Monday, February 9, 2009

Found Treasure

It is so true that one mans trash is another mans treasure. While the so called "trash" I speak of is in no way shape or form trash, in fact he's a pretty awesome person. Grounded in the Lord, very easy on the eyes, a smile to die for, eclectic and genuinely wholesome and sweet. Of course when I had him I couldn't stand him for some reason (I'm unable to recognize and keep good people sometimes), but now he's got another and I couldnt be happier; if anyone deserves it it's him. Yay him!

Monday, February 2, 2009

News Flash

News Flash: The recession is real.

I figured out the scary truth for myself, first hand while supermarketting at Pathmark where I spent $230. I know, I know. Crazy huh? Well lets think for a moment shall we? Of course I'm going to be spending over $200 in groceries when even poor food is too expensive. By poor food I mean dinner in a can... i.e. Spam, Corned Beef, tuna, things like that. A can of those things that you whip together to get some protein, b/c u can't afford chicken or beef was a whopping $4 a can.
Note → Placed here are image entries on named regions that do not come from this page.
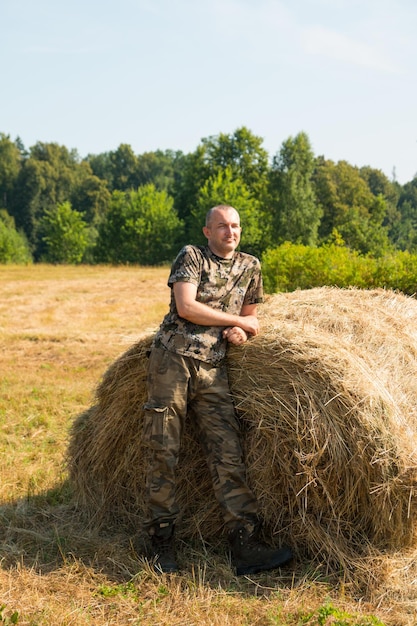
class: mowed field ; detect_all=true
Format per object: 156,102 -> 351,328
0,265 -> 394,626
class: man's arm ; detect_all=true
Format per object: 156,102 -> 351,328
173,282 -> 259,335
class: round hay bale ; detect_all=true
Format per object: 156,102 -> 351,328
68,288 -> 417,575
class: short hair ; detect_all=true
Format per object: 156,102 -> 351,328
206,204 -> 239,226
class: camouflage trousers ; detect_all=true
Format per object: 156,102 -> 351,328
143,348 -> 258,528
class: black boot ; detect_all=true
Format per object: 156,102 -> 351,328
149,522 -> 178,574
229,526 -> 293,576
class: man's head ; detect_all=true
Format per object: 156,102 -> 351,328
203,204 -> 242,259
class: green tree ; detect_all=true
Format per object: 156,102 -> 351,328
96,184 -> 182,265
391,176 -> 417,252
135,150 -> 183,194
0,209 -> 32,264
9,142 -> 79,255
110,143 -> 138,191
70,161 -> 111,226
269,132 -> 322,246
190,166 -> 262,256
40,202 -> 89,264
173,127 -> 269,239
0,133 -> 22,209
313,158 -> 391,255
202,126 -> 269,196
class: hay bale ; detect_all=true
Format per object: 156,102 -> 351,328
68,288 -> 417,575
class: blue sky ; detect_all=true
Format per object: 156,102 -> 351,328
0,0 -> 417,184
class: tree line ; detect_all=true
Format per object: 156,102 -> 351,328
0,127 -> 417,265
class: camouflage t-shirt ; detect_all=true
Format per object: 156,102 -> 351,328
154,241 -> 263,365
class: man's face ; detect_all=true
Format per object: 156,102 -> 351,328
203,209 -> 241,259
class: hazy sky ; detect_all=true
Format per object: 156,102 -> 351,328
0,0 -> 417,184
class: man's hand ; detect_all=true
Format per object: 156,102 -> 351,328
238,315 -> 259,337
223,326 -> 248,346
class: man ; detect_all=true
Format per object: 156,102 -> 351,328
144,205 -> 292,575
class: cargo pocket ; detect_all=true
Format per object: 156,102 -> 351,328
143,404 -> 170,450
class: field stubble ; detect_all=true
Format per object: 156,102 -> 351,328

I kid you not, last year the shit was $1.25. That my friends is a big deal.

I finally get how serious this thing is. I was on the verge of having a myocardial infarct (heart attack). Then I thought about it. The prices of necessities keep rising, pay is not increasing, companies are laying people off left right and center. Last i heard we had reached a total of nearly 600,000 jobs lost... and counting. These aren't just college kids like myself who are hungry hungry hippos. These are heads of households with mouths to feed, mortgages to pay, insurance premiums, gas, utility bills etc. This is disheartening to say the least.

All because some people couldn't manage money well. Now we have this huge problem that we want the Obama to fix. Good luck Mr. President. Please fix these problems, because I can't afford poor food and I'm not ready for airpie and nothing chop sandwiches.